Key Note estimates that the UK IT (Information Technology) training market was worth £545m in 2003. The market has declined significantly from £772m in 2000. The global contraction in IT budgets and the cancellation of new IT projects have adversely impacted on the market. However, the final quarter of 2003 saw the first signs that a recovery in the IT industry has started and this is expected to feed through into the IT training market in the second half of 2004. In 2004, Key Note expects the market to grow by 2.8%, the first year of growth since 2000.
The IT training market consists of two broad sectors: instructor-led training (ILT) and e-learning (or technology-based training). E-Learning has been the major growth sector of the market in recent years as it has grown in maturity and sophistication. However, it is increasingly difficult to distinguish between these two sectors given the growing trend towards blended learning. That is, courses featuring both instructor-led and computer-based components.
Companies like Parity and QA which have moved strongly into e-learning generally outperformed the market in 2002/2003, while those such as Learning Tree which continue to offer only ILT courses, have lost market share. In 2003, Parity Training was the largest training provider in the market, followed by Learning Tree International and then QA and Thomson Netg. The training arms of major vendors like SAP, IBM and Oracle are also important players in the market.
Clients are looking to cut their training budgets and are demanding a wide range of delivery media for their training, including classroom-based instruction, mentoring and Web-based training. In other words, the capital investment required in training businesses is increasing, which is squeezing out the smaller operators.
While the industry is showing the first signs of recovery, the end of 2003 and beginning of 2004 witnessed some high profile company failures - e.g. Informatics Group, KnowledgePool and DACG - although some of these have been rescued by buyers and continue to trade.
Major players in the market are embarking on strategic actions to improve their ability to compete in the 2004 to 2009 period. This has resulted in companies changing their service offerings to clients and changing their own internal operations. When facing clients, training providers are offering a wider range of training services - i.e. offering business and professional skills to IT staff and offering outsourcing and managed training services and targeting more aggressively the public sector, whose IT budgets are expanding strongly. Internally, they are bearing down on costs by moving into e-learning and turning fixed costs into variable costs i.e. increasingly buying in training resources from third parties on a needs basis, renting training rooms which only need to be paid for when actually used and using more freelance trainers rather than permanent staff, which cuts their overheads.

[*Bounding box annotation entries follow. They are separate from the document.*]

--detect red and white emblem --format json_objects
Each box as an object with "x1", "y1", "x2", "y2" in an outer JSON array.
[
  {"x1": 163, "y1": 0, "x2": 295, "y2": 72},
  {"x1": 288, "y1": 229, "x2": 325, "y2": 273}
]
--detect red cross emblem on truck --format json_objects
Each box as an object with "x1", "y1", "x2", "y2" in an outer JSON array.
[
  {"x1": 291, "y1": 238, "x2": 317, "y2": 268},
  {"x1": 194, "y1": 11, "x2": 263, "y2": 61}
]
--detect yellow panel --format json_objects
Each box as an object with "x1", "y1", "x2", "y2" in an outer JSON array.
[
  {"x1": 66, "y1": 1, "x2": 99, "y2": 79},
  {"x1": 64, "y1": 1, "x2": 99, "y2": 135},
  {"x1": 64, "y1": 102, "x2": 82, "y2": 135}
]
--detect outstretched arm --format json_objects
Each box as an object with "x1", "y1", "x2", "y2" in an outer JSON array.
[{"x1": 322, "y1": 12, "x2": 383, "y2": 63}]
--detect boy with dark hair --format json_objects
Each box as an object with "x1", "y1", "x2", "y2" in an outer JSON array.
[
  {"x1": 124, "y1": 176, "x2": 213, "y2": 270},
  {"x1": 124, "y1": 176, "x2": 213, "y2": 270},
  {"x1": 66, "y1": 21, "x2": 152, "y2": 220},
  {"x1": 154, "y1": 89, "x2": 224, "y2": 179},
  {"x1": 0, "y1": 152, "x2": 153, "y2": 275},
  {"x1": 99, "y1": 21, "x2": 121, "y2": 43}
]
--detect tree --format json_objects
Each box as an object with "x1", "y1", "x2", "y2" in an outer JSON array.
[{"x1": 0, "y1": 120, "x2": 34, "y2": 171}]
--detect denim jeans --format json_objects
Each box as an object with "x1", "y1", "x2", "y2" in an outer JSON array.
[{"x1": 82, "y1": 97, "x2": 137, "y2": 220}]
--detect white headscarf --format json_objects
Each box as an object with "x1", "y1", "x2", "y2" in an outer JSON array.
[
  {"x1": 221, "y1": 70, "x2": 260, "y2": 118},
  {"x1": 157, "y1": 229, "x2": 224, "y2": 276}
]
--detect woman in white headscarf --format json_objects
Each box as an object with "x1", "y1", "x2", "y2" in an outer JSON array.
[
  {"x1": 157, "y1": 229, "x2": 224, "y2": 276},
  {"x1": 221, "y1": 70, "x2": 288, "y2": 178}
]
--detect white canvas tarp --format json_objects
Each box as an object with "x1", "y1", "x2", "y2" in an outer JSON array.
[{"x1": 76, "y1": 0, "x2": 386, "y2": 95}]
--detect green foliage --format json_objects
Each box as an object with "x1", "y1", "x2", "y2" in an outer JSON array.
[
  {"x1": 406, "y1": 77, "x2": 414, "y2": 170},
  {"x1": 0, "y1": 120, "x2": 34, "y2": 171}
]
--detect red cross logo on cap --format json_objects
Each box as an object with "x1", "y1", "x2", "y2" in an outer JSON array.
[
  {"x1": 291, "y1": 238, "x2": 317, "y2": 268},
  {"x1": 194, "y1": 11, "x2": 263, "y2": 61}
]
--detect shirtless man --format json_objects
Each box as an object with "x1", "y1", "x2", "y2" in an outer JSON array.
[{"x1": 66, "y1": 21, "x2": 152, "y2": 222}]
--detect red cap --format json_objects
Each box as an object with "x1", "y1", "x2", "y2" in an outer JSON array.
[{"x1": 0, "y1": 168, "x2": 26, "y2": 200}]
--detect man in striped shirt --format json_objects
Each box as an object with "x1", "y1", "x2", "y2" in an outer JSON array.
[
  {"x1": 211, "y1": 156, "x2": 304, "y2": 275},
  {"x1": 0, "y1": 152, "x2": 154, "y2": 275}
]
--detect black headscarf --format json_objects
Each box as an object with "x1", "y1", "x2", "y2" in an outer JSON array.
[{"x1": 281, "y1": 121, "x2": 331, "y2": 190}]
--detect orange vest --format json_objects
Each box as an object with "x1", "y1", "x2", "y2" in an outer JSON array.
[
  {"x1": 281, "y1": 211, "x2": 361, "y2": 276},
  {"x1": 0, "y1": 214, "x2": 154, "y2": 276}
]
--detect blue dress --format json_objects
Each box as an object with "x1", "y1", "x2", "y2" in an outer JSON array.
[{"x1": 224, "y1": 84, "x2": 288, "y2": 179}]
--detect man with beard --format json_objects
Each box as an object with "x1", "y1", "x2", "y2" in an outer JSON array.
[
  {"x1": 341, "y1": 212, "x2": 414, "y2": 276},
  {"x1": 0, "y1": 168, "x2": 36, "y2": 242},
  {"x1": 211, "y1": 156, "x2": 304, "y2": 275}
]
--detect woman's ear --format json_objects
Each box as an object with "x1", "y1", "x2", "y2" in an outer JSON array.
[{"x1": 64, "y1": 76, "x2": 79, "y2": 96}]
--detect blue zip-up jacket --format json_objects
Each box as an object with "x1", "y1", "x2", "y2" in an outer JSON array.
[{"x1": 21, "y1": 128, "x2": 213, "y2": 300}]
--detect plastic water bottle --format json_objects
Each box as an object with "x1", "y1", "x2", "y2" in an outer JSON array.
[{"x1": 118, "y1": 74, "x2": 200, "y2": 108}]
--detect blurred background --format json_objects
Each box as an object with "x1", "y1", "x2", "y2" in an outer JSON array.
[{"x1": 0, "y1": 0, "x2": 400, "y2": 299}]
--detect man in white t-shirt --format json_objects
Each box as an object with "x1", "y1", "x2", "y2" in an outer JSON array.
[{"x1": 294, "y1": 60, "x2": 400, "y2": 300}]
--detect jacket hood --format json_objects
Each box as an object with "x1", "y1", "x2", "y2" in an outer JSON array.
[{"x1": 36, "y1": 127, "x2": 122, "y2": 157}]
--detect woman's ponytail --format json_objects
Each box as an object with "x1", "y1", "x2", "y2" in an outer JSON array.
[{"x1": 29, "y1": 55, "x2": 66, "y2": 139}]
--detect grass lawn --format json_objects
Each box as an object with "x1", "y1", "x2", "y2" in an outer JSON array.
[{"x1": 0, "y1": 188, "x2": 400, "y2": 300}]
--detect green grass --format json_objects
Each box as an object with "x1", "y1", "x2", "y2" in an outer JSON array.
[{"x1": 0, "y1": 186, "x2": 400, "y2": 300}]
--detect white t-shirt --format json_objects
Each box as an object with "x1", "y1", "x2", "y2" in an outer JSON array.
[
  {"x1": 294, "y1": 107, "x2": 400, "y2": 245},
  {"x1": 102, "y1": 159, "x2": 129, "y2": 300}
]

A strong recovery in IT training spending is anticipated for the period 2004 to 2009 and the above strategic moves are designed to exploit the key growth areas in the training market over that period. These will be managed services, or outsourcing and out-tasking, professional and general business skills aimed at IT professionals, blended training, multilingual, globally delivered courses (aimed at large, international companies) and training in the public sector.